MOUNT VERNON — City council members are expected to vote Monday on a financial agreement that pays for the $3.465 million in infrastructure costs for the Liberty Crossing development.
Council members discussed a draft agreement in a committee meeting on Aug. 11.
The $3.465M includes water and sanitary lines and a turn lane on Ohio 13 (Newark Road). It also encompasses engineering costs and fees and permits.
The agreement is the latest in a series of legislation council passed relating to finances for the subdivision.
In June 2023, the council created a New Community Authority. The NCA is a separate entity from the city.
Under an NCA, property owners in the NCA pay an extra fee in addition to regular taxes.
These fees go into a special account and are used for new growth-related infrastructure. Uses include water or sewer lines, road improvements, police or fire, or parks.
Highland Real Estate (HRE), developer of the Liberty Crossing subdivision, joined the NCA. It will assess property owners in Liberty Crossing an additional 4 mills.
In June, council members passed legislation stating 2 mills will go to the NCA, and 2 mills will go to the city.
Also in June, the council created a Liberty Crossing TIF (tax increment financing) district. Under a TIF, property taxes on new construction go into a separate fund.
TIF money pays for improvements within the TIF district.
The cooperative agreement pulls all of those elements together.
Agreement calls for issuing bonds to pay for infrastructure
The agreement calls for the NCA to issue up to $3 million in bonds.
“That debt issuance will not be a city issuance. It will be a community authority issuance,” Caleb Bell of Bricker Grayden, counsel for HRE, told the council on Aug. 11.
“That’s important because you are not putting your general credit or your bond capacity behind this project.
“Rather, the special revenues from the project support the debt.”
According to the draft agreement, the NCA will use money from the bond sales to “pay or reimburse the developer for such public infrastructure costs.”
Money from the TIF fund and the NCA (the extra 2 mills from the subdivision’s property owners) will pay back the bonds.
“Put those two things together, and that’s what gets us enough money to pay for this $3.465 million worth of costs,” Bell said.
Consequences of not using public finance support
Bell said without this type of public financial support, the developer would divide the $3.465M in infrastructure costs among the subdivision’s lots.
That makes each lot more expensive.
“What it does actually is bring quality down just a little bit because instead of it being $10,000 a lot for infrastructure, it might be $50,000 a lot for infrastructure,” Bell said.
“You’ll get a little less quality out of the total package because so much of it is going to be going upfront into infrastructure.”
Bell said that if HRE cannot follow through on development for economic or other reasons, the city is not at risk.

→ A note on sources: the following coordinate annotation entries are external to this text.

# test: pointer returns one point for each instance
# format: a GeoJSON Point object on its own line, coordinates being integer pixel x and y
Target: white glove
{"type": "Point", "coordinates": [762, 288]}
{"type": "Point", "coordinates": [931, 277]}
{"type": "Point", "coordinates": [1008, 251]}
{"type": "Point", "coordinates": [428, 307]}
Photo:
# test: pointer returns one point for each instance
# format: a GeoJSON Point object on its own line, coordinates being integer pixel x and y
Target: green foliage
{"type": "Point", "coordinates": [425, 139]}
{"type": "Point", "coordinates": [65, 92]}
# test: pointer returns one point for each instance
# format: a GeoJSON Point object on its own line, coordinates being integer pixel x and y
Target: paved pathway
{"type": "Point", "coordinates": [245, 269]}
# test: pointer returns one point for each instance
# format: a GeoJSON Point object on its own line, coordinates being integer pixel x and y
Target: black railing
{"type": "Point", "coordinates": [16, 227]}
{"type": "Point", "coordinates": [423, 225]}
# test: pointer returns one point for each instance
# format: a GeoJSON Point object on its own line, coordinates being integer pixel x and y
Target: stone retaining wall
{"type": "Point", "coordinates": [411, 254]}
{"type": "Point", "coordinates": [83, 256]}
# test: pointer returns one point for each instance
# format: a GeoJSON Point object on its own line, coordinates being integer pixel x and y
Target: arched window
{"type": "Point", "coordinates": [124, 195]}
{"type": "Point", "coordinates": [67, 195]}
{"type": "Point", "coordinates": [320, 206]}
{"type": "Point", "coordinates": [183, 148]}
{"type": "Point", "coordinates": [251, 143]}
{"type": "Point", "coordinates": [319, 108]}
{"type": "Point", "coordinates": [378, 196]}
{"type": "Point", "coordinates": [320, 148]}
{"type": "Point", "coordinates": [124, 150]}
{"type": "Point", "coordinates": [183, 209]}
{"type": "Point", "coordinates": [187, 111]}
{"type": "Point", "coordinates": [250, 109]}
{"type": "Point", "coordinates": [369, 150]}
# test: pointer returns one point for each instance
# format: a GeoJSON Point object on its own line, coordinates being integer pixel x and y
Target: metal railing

“These bond holders who are investing in this site with their money, they’re actually bearing that risk, and they charge an interest rate for that,” he told council members.
“The developer is putting this ground on the hook, so they can’t walk away. The ground gets tied up.”
Bell said that is important because it puts the city in the driver’s seat in the event of a problem later on.
During the Land Use and Development committee meeting on Aug. 11, Councilman James Mahon said he expects the agreement to go its third reading on Monday.